It is odd I do think that my position at FH has only closed one door to me, being the door that brought me out here, but it is an entryway into so many more interesting things.

And in the spirit of getting-to-play-with-stone-fruit,

I am trying to recall a cake. We made it early on in culinary school, before the basics had really set in. The cake had apricots and peaches but I'm improving it with nectarines. Cheffy called it a clafoutis cake, but it wasn't a proper clafoutis. Nevertheless it was creamy and moist. Like pound cake or brioche soaked in cream, that tender. {but I am not trying to make pain perdu}. I shared it with an ex-friend. I have the recipe, but I tried to recreate it and ended up with inedible disks. I'm going to try it again tomorrow morning on the off-chance I left something out. It is an almond flour cake {though I of course have to make my own almond flour, nonetheless, that shouldn't matter}. It lacks something significant...eggs? No...butter {or oil}. Almond flour, sugar, eggs + yolks, cornstarch, cream, fruit. I've gone through my cookbook library but there isn't anything comparable. How do you search for the-creamiest-cake-ever? I'll google it and keep you updated. And this is also what I need to learn: how to recreate memories in food.

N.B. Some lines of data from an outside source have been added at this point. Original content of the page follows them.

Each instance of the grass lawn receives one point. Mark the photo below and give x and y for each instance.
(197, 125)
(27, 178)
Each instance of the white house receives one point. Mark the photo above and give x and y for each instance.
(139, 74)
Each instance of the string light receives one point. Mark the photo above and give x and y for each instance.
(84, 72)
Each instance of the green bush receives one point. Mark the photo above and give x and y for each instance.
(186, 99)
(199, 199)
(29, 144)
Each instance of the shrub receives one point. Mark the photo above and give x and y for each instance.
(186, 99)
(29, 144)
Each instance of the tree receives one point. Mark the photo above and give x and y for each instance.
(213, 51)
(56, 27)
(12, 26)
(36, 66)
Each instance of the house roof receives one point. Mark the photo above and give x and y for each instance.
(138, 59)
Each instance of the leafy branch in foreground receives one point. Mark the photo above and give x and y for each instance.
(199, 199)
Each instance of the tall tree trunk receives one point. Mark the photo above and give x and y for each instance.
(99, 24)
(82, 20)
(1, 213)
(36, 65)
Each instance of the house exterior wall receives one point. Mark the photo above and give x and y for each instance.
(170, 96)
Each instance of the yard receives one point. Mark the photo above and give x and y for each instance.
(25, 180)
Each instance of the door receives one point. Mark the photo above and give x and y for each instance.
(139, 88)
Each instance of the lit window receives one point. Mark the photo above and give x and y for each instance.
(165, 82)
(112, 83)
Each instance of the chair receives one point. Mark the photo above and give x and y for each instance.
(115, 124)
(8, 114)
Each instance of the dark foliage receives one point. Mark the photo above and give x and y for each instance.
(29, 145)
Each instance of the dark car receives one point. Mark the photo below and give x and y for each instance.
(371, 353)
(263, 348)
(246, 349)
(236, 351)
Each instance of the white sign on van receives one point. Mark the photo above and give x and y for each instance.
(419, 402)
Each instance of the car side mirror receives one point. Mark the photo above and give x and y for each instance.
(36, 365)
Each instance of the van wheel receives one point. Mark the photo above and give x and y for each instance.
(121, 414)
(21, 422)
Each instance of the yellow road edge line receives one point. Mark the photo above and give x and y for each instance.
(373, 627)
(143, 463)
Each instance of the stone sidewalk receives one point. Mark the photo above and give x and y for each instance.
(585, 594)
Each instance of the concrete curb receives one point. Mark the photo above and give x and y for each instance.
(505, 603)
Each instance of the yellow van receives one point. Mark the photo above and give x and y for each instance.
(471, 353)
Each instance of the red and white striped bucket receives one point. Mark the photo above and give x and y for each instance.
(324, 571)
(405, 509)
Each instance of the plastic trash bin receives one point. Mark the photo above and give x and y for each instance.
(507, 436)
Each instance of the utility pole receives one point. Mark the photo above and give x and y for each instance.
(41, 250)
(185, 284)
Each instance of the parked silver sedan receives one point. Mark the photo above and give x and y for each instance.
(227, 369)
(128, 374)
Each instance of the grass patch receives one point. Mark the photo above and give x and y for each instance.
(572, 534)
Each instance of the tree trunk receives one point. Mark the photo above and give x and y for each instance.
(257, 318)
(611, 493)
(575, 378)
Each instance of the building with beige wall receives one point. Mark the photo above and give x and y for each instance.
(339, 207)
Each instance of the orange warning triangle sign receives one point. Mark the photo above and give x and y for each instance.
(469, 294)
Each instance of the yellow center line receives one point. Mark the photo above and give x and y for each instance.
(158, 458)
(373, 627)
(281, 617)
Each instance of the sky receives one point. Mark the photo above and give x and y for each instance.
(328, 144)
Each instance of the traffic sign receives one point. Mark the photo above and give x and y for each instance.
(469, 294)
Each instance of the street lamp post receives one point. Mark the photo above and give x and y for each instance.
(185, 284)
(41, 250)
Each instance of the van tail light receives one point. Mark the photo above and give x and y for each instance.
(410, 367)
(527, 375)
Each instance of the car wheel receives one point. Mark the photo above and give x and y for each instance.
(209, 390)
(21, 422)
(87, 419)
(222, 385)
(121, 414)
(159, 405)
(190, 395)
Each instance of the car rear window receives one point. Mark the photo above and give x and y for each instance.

Food is a damn manipulative medium. I've thought all along the writers were the real hucksters but the food artists are guilty of equally great shams.

I do miss restaurants, I do. So much. What puzzles me is why per se. I tend to be a creature of instinct more so than others, so maybe the why is not important.

Of the things I want, what do I get to get? And are they the right things to want? Will the conversations I think I need to have get me answers? What am I still supposed to do with all the information I have, because it really isn't currency if it's a secret? Why are all bakers so gossipy? Who googles me and misspells my name? Why have I been wanting a FOH job lately even at some cheesy tourist hole to bankroll some of thing knowledge-searching? Who are the fellow bodies of this industry and what do they want? Why do I let my anxieties override what my hands know?

Thing is, everyone's weird in a kitchen. We're pasty and sun-deprived, up too early or up too late. If I were still in Boston I'd be {well, probably working somewhere specific with a pastry chef I remember liking a lot, that is, if nothing better had happened along} faced with a rough job market and a much harder shot at getting any of those questions answered. That is if I'd even figured out as much as I have since last November.

The last year has been a string of hot pursuits. Finding a FT job(August). Realizing I needed to move 3000 miles (November). Handing in a quite good short story manuscript for the master's thesis (December). Finding a way to get out here (January). Giving notice and moving (February-March). Getting a job out here (March) or two (May). Landing a dog-friendly yet affordable SF apartment (June). Understanding what will one day be (July). Is August going to be coming full circle or am I, as always, anxious to overanalyze?

In life as in writing I'm always impatient to evolve and it's a fault I have a difficult time tempering.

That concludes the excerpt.